Zahra a été l'une des premières femmes motarde en Iran. Elle enseigne aujourd’hui la conduite à d'autres femmes dans une auto-école. Elle est l'une des rares Iraniennes à avoir déménagé en Turquie, pour une courte période, le temps d'obtenir un permis de conduire pour moto, ce qui lui permet de se rendre à l'étranger avec son véhicule.

Il y a seize ans, j'ai développé une passion pour les motos. J'étais déterminée à apprendre à conduire, mais à l'époque, les femmes n'étaient pas prises au sérieux. Ma famille et les auto-écoles se sont  moquées de moi, et il n'y avait pas de monitrices. Finalement, j'ai trouvé une école de moto en dehors de ma ville, qui a accepté de m'enseigner, et j'ai commencé à faire du motocross.

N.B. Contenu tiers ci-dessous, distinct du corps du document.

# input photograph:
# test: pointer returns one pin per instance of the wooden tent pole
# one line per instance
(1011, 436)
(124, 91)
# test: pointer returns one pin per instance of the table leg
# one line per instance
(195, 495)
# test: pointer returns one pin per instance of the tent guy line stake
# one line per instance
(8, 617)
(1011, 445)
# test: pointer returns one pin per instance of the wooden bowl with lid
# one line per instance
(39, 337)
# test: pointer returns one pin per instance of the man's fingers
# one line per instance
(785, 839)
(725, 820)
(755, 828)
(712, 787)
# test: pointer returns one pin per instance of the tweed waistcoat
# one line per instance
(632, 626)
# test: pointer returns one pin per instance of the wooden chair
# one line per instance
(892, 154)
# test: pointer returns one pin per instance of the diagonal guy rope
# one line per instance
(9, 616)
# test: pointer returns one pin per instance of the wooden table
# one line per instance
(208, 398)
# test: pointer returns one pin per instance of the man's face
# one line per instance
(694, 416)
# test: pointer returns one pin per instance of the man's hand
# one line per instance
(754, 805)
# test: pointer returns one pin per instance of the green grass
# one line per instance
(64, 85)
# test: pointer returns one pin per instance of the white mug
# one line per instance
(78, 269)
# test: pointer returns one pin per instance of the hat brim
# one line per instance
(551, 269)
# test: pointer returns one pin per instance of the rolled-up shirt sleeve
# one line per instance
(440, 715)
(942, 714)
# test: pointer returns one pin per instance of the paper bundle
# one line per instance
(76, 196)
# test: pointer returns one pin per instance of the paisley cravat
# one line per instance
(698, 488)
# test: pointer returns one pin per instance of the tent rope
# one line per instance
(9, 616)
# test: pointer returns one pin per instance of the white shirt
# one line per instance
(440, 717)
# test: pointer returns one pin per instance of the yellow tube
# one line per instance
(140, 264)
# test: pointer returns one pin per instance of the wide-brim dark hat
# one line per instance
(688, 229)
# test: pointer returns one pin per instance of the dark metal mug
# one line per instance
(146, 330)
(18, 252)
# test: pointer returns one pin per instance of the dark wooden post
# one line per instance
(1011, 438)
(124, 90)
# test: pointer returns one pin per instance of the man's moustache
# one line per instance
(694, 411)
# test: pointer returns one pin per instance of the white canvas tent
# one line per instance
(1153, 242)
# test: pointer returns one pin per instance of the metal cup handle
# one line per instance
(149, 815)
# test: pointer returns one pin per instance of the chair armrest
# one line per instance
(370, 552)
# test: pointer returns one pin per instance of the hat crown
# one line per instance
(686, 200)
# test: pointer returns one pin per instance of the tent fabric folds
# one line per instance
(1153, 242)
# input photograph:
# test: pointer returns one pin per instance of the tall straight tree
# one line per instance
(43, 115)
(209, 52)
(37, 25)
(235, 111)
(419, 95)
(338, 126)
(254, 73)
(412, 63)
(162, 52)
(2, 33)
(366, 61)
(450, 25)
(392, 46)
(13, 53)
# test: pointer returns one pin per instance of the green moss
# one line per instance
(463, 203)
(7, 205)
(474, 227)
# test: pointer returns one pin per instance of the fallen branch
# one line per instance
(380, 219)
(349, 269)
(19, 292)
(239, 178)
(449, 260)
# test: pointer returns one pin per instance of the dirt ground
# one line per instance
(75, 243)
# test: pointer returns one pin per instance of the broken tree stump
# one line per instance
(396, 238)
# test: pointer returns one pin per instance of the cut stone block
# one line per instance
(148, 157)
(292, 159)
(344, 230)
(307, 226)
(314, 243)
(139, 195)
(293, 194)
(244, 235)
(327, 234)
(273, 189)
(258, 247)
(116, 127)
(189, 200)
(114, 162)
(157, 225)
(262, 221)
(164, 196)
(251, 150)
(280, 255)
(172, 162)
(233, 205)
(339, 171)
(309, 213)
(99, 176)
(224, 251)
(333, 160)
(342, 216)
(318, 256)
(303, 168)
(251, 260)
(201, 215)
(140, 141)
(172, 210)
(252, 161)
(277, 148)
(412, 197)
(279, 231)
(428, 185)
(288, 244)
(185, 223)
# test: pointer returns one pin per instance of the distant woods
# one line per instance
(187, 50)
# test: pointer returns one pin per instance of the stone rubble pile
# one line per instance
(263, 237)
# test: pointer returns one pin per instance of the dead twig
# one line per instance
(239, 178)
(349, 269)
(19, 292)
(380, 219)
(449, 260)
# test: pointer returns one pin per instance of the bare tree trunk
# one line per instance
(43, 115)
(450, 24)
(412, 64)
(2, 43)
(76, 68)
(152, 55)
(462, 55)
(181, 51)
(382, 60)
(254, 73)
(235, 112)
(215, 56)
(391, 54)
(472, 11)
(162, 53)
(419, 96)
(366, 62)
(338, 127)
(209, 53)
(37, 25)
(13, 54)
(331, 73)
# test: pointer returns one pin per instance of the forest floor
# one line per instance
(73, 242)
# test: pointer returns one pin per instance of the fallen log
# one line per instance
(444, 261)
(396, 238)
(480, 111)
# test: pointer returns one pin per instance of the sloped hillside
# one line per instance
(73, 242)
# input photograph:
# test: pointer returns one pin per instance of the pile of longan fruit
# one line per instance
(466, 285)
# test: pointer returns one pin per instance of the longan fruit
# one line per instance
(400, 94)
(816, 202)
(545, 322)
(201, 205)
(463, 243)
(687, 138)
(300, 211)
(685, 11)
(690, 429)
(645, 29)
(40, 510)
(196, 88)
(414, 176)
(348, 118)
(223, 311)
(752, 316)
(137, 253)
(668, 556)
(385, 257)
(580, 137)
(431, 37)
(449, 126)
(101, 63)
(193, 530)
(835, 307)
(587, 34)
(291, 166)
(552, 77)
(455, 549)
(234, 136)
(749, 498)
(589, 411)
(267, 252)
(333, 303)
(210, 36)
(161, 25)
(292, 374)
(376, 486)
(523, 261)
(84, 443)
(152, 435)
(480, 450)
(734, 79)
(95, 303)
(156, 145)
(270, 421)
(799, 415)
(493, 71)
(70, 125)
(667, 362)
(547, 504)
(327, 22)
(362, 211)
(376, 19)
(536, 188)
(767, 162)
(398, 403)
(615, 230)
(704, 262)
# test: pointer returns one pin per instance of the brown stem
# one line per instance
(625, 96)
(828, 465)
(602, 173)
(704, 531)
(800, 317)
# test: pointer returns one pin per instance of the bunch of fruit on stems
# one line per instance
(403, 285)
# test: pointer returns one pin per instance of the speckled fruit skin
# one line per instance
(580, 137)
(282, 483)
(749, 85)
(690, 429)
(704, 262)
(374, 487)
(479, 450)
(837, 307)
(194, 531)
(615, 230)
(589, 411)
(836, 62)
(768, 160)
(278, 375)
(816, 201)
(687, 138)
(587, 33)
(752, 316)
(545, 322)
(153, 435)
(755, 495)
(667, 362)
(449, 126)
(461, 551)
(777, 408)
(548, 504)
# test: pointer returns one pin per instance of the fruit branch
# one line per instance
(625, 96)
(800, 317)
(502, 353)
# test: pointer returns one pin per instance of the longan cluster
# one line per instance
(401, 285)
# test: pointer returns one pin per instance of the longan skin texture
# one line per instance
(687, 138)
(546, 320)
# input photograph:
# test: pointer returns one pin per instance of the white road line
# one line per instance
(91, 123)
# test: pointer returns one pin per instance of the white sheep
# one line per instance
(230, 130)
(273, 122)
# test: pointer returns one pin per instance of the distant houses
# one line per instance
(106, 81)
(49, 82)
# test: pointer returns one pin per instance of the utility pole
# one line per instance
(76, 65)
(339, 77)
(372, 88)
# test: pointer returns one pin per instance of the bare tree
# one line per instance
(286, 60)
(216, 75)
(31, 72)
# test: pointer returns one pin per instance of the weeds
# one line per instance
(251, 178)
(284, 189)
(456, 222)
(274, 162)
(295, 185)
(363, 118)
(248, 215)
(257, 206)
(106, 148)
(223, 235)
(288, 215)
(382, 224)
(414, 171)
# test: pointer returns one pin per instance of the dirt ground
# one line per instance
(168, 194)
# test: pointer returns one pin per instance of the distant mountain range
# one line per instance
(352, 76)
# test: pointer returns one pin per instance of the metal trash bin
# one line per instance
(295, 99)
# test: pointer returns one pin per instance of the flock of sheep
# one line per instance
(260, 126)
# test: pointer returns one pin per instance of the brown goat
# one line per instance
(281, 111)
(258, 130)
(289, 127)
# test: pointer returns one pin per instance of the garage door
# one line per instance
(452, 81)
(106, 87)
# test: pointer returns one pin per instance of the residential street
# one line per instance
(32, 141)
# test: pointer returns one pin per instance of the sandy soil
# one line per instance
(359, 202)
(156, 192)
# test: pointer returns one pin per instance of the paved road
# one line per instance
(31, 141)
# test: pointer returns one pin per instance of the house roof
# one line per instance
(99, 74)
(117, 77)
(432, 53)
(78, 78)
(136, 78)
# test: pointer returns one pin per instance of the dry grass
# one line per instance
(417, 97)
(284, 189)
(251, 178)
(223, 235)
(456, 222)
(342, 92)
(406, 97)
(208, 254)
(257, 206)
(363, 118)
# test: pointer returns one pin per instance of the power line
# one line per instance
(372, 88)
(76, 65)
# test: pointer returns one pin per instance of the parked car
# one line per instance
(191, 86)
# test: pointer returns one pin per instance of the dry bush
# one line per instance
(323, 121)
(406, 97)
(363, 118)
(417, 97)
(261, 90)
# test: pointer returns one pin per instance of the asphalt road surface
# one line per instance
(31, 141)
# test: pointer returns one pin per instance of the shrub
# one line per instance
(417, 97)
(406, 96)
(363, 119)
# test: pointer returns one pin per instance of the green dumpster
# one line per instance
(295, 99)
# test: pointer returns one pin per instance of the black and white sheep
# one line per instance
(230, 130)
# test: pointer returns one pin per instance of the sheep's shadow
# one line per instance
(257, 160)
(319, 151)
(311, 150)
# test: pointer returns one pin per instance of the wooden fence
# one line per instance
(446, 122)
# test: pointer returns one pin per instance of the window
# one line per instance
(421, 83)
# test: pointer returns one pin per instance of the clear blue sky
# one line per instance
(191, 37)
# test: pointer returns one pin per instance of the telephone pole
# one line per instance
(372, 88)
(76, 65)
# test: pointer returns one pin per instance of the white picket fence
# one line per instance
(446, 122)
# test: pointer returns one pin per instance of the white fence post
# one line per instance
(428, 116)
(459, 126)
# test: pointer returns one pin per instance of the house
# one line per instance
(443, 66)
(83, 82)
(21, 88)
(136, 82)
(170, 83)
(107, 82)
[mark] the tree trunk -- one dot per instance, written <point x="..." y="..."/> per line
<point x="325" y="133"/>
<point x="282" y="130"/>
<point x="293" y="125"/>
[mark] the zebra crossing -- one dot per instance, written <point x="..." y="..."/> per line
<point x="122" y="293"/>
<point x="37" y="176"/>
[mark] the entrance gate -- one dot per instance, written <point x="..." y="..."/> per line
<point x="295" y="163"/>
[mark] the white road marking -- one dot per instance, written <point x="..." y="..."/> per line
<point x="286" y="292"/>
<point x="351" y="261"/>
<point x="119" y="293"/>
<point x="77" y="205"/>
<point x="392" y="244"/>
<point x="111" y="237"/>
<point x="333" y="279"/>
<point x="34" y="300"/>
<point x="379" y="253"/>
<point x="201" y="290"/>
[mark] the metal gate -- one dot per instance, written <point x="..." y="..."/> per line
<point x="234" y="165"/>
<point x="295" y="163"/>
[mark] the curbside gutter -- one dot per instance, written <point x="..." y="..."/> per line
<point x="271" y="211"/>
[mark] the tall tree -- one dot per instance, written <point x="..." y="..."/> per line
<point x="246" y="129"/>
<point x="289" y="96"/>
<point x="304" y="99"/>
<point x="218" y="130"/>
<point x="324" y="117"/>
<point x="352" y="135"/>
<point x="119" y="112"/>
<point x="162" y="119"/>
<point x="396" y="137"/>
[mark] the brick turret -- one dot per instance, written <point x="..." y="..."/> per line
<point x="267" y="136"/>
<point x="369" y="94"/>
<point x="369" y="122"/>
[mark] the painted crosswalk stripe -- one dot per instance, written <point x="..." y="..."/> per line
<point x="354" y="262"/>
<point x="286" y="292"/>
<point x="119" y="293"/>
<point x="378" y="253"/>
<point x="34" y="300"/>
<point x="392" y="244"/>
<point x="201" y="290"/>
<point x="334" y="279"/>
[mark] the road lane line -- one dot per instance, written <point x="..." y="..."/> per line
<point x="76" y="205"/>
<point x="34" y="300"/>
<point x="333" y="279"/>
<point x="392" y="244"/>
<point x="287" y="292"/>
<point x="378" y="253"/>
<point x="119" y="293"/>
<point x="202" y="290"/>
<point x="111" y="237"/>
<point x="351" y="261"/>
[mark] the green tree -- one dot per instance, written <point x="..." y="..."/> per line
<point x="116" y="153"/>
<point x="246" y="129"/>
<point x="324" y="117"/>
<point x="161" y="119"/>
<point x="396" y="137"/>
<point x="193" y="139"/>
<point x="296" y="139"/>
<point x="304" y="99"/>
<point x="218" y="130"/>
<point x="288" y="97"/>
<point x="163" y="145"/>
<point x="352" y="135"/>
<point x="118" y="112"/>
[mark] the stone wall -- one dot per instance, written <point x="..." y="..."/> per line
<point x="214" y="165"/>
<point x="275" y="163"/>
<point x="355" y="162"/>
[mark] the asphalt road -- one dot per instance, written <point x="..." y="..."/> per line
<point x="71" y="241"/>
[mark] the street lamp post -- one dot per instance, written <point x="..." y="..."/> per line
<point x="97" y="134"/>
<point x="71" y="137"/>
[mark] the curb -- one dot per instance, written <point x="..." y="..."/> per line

À l'époque, je ne connaissais que quatre autres femmes qui partageaient ma passion. Je l'ai cachée à ma famille pendant six mois, mais mon père a fini par l'apprendre. Je l'ai emmené sur le circuit pour lui montrer qu'il y avait d'autres femmes qui faisaient de la moto et pour qu'il puisse constater par lui-même que tout allait bien. Lorsqu'il m'a vue faire de la moto et du cross, sauter des rampes de terre, il a été terrifié. Il lui a fallu beaucoup de temps pour l'accepter.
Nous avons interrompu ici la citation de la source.